8.1      Health Education and exercise

Given that lifestyle diseases are major causes of mortality and impairment in Trinidad and Tobago, greater effort needs to be made to educate the public on healthy eating and to encourage greater participation in exercise. A major concern is that of obesity. The COP will work with stakeholders to decrease the level of sugar in drinks which are permitted to be sold to children on school premises. Stratagies o reduce trans fats in foods will also be considered. The school feeding programme will be carefully reviewed to ensure that the meals served are appropriate for our children.

8.2      Improved functioning of clinics and hospitals and disease surveillance

Efforts will be made to improve the delivery of services by health care professionals at health centres and hospitals. Strategies for improved disease surveillance at the community level will be developed and implemented to minimize impact of these diseases in all communities.
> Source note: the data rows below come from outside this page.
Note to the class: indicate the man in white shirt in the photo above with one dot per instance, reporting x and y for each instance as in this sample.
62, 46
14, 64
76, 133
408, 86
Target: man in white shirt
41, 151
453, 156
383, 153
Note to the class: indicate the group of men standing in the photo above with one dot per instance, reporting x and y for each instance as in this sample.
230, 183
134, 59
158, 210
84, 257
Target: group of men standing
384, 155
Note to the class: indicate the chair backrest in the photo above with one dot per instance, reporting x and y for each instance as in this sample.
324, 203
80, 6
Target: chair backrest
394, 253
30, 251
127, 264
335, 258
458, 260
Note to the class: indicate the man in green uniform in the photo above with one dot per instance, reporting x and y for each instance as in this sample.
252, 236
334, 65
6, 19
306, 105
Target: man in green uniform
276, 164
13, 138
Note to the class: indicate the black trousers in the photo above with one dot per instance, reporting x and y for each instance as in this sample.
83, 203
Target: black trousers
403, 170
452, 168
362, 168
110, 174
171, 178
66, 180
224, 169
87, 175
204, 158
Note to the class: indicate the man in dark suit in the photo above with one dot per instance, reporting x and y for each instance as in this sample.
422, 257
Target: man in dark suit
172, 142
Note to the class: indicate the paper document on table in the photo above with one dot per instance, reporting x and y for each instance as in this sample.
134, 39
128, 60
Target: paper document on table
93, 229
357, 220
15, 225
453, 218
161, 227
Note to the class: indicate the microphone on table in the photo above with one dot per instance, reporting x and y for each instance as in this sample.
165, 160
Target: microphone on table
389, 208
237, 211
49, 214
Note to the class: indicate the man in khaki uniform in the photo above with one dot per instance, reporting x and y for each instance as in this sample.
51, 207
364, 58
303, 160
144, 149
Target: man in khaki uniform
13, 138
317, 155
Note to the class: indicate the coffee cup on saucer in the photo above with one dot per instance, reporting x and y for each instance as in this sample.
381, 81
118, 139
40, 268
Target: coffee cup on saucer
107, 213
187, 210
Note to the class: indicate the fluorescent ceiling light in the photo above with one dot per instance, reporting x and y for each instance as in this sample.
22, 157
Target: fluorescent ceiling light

Additional training to improve customer care and service would be provided to all staff members of public health institutions in Trinidad and Tobago.
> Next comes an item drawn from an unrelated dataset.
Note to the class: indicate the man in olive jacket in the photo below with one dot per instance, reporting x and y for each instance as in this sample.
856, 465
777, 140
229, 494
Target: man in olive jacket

8.3      Improved ambulance service

The response time of the Ambulance Service and the quality of services provided by Paramedics needs significant improvement. This will require additional ambulances, increased staff and comprehensive geographic analyses would be undertaken so as to ensure that the service response is optimized. Additionally, ICT will be leveraged to track all ambulances so that health care professionals can be better prepared to deal with incoming patients to the emergency wards.

8.4      Integrated Control of Pests of Public Health Importance

Mosquitoes pose public health threat as they carry dengue, chikungunya and other diseases. The major approach to control has been the use of chemical pesticides which varies in effectiveness due to development of chemical resistance and which may pose long term health risks. Although programmes which integrate biological, chemical and cultural control practices have been successfully implemented in Trinidad and Tobago for control of agricultural pests, there has not been sufficient focus on developing these approaches for pests of public health importance.  To achieve this, the following is proposed:

  • Enhancing the capacity of the Insect Vector Control Division of the Ministry of Health;
  • Monitoring of spread of invasive species threats and control strategies;
  • Support for research to ensure better understanding of the usefulness of local biodiversity for biological control;
  • Removal of tyres and the clearing of empty lots which can serve as breeding grounds for these pests;
  • Introduction of public education programmes

8.4      Development of a National Infant and Young Child Feeding Policy

The COP is not in support of the application of short term thinking to deal with poverty, maternal and child health and infant nutrition, including breastfeeding. Such serious problems can only be dealt with through the development of national, holistic, sustainable and scientifically approved and applied policies and programs.

A National Infant and Young Child Feeding Policy within an Infant and Young Child Feeding Policy, is urgently needed to deal with the question of poverty, maternal and infant obesity, the non-communicable diseases, all of which are intimately inter-related.